New grant will allow researchers to house COVID-19 data

A $4 million subcontract grant for scientists to collect COVID-19 data from virus researchers across the country in order to develop a data coordinating center has been awarded to researchers at The University of Texas Health Science Center at Houston (UTHealth) School of Biomedical Informatics.

The $4 million subcontract grant is part of a $23 million grant awarded to the University of California San Diego (UC San Diego), led by Lucila Ohno-Machado, MD, PhD, and Eliah Aronoff-Spencer, MD, PhD, at UC San Diego.

The collaboration between UC San Diego and UTHealth will bring together data scientists and infectious diseases specialists who will regulate viral samples, COVID-19 testing and procedures, and data in order to integrate and share information in a timely manner. The team led by Hua Xu, PhD, professor and director of the Center for Computational Biomedicine at UTHealth School of Biomedical Informatics, will be responsible for building the data-sharing platform.

“We will be receiving data and organizing this information to make it easily accessible to other researchers as well as understandable to the public,” Xu said. “We are excited about this project. This grant will allow us to expand our capabilities and I hope through this data platform we can accelerate the development of diagnostic testing for COVID-19.”

Researchers will disseminate data from 48 funded projects under the Rapid Acceleration of Diagnostics – Radical (RADx-rad) program, including studies on at-home testing efficacy, wastewater analysis, next generation sequencing, and real-time tracing or detection of the virus.

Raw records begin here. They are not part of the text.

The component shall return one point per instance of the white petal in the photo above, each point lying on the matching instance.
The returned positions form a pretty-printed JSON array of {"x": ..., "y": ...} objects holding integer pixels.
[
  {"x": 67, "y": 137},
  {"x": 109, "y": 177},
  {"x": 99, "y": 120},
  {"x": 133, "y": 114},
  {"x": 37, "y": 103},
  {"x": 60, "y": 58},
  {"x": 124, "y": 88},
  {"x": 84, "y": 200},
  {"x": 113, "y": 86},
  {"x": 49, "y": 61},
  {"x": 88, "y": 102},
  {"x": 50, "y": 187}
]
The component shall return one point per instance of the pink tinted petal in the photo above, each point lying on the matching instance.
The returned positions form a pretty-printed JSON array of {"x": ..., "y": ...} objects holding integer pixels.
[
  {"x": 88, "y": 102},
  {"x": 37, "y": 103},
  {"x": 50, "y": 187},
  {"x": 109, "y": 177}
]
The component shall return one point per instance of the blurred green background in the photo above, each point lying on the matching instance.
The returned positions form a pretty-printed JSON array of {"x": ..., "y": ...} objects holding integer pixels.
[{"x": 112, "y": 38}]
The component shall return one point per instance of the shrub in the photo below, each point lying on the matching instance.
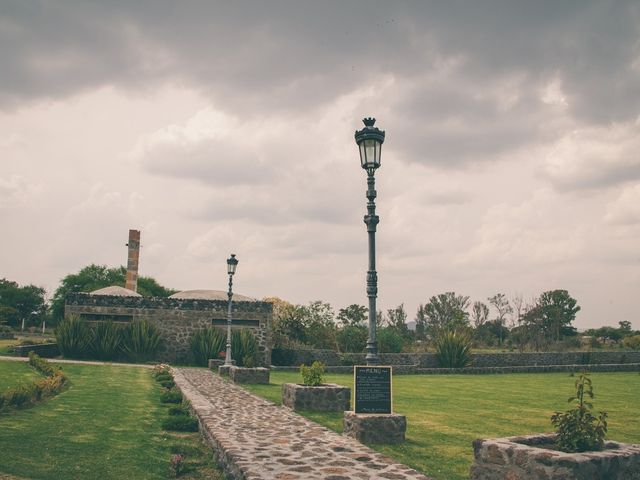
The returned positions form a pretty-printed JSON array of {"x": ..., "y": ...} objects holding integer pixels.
[
  {"x": 632, "y": 342},
  {"x": 180, "y": 423},
  {"x": 453, "y": 349},
  {"x": 244, "y": 348},
  {"x": 171, "y": 396},
  {"x": 206, "y": 344},
  {"x": 313, "y": 375},
  {"x": 177, "y": 465},
  {"x": 140, "y": 341},
  {"x": 352, "y": 338},
  {"x": 389, "y": 340},
  {"x": 106, "y": 340},
  {"x": 182, "y": 409},
  {"x": 73, "y": 337},
  {"x": 577, "y": 429},
  {"x": 282, "y": 356}
]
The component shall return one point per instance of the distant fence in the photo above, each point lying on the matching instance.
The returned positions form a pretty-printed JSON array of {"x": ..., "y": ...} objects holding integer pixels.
[{"x": 422, "y": 361}]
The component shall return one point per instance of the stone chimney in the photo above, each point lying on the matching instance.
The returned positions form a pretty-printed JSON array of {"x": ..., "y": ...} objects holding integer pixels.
[{"x": 132, "y": 260}]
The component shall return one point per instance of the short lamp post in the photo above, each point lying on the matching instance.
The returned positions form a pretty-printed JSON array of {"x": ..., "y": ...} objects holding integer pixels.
[
  {"x": 232, "y": 263},
  {"x": 370, "y": 140}
]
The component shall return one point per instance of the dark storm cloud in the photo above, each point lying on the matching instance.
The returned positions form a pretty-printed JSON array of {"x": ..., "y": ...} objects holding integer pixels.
[{"x": 283, "y": 56}]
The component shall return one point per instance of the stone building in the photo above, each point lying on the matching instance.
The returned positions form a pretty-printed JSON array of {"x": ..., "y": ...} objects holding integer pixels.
[{"x": 177, "y": 317}]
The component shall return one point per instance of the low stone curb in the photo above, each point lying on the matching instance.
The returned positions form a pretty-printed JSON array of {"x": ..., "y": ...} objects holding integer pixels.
[{"x": 255, "y": 439}]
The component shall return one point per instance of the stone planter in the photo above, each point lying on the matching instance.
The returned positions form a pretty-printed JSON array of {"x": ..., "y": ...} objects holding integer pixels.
[
  {"x": 325, "y": 398},
  {"x": 525, "y": 458},
  {"x": 249, "y": 375}
]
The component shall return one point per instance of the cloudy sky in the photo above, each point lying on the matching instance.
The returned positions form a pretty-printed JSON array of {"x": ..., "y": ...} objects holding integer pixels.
[{"x": 511, "y": 162}]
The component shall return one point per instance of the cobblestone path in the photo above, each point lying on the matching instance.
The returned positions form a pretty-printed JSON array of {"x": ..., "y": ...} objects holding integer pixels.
[{"x": 255, "y": 439}]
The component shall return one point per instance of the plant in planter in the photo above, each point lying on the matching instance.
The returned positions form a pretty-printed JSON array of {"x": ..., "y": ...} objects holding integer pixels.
[
  {"x": 314, "y": 394},
  {"x": 577, "y": 450}
]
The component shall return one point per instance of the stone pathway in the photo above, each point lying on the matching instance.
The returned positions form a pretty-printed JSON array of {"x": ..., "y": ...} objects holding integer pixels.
[{"x": 255, "y": 439}]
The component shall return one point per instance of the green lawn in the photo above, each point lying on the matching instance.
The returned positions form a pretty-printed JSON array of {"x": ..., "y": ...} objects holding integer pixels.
[
  {"x": 106, "y": 426},
  {"x": 13, "y": 374},
  {"x": 445, "y": 413}
]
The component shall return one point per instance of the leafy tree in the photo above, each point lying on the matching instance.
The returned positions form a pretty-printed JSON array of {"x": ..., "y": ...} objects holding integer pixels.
[
  {"x": 421, "y": 323},
  {"x": 446, "y": 311},
  {"x": 94, "y": 277},
  {"x": 18, "y": 304},
  {"x": 479, "y": 314},
  {"x": 320, "y": 325},
  {"x": 503, "y": 308},
  {"x": 288, "y": 325},
  {"x": 353, "y": 315},
  {"x": 558, "y": 310}
]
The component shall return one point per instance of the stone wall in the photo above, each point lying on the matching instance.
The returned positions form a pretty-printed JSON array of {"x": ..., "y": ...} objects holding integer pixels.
[
  {"x": 529, "y": 457},
  {"x": 177, "y": 319},
  {"x": 479, "y": 360}
]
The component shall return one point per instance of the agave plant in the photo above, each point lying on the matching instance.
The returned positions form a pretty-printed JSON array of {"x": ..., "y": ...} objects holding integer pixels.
[
  {"x": 207, "y": 343},
  {"x": 73, "y": 337},
  {"x": 140, "y": 341},
  {"x": 453, "y": 349}
]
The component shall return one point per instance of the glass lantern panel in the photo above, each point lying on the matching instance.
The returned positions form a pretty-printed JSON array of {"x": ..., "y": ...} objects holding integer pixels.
[{"x": 370, "y": 151}]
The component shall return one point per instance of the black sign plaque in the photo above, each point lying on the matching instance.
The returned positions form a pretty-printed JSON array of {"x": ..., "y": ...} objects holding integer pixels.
[{"x": 372, "y": 389}]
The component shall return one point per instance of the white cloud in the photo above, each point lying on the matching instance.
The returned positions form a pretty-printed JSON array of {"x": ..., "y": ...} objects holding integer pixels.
[{"x": 594, "y": 157}]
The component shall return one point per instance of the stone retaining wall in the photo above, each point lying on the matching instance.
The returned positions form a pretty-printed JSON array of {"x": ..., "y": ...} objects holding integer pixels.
[
  {"x": 479, "y": 360},
  {"x": 525, "y": 457},
  {"x": 177, "y": 319}
]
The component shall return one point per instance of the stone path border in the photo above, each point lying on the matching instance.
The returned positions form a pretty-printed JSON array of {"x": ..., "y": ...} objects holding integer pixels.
[
  {"x": 79, "y": 362},
  {"x": 255, "y": 439}
]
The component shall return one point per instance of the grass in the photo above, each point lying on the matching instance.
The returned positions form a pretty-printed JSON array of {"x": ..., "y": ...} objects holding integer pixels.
[
  {"x": 106, "y": 425},
  {"x": 445, "y": 413},
  {"x": 13, "y": 374}
]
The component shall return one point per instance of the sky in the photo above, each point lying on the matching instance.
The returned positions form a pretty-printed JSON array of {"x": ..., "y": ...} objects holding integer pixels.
[{"x": 511, "y": 161}]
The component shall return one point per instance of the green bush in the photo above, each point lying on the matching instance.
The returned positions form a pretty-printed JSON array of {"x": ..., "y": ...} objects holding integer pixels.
[
  {"x": 106, "y": 341},
  {"x": 140, "y": 341},
  {"x": 313, "y": 375},
  {"x": 207, "y": 343},
  {"x": 171, "y": 396},
  {"x": 389, "y": 340},
  {"x": 577, "y": 429},
  {"x": 73, "y": 337},
  {"x": 180, "y": 423},
  {"x": 632, "y": 342},
  {"x": 244, "y": 348},
  {"x": 453, "y": 349}
]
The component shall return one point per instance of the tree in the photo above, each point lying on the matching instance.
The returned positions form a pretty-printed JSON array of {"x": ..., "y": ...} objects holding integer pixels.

“Dr. Xu is a national leader in biomedical informatics research and development,” said Jiajie Zhang, PhD, dean and The Glassell Family Foundation Distinguished Chair in Informatics Excellence of the School of Biomedical Informatics. “The data center established by this grant will provide an unparalleled platform for researchers, clinicians, public health professionals, policy makers, and patients to better understand and manage the COVID pandemic for the short- and long-term.”

The project is funded by the National Institutes of Health (RFA-OD-20-019).

Additional co-investigators with the School of Biomedical Informatics on this project include Elmer Bernstam, MD, MS; Jingcheng Du, PhD; Xiaoqian Jiang, PhD; and Kirk Roberts, PhD, MS. Investigators from McGovern Medical School at UTHealth include Bernstam and Guo-Qiang Zhang, PhD, MS. Bernstam is also on faculty of MD Anderson Cancer Center UTHealth Graduate School of Biomedical Sciences.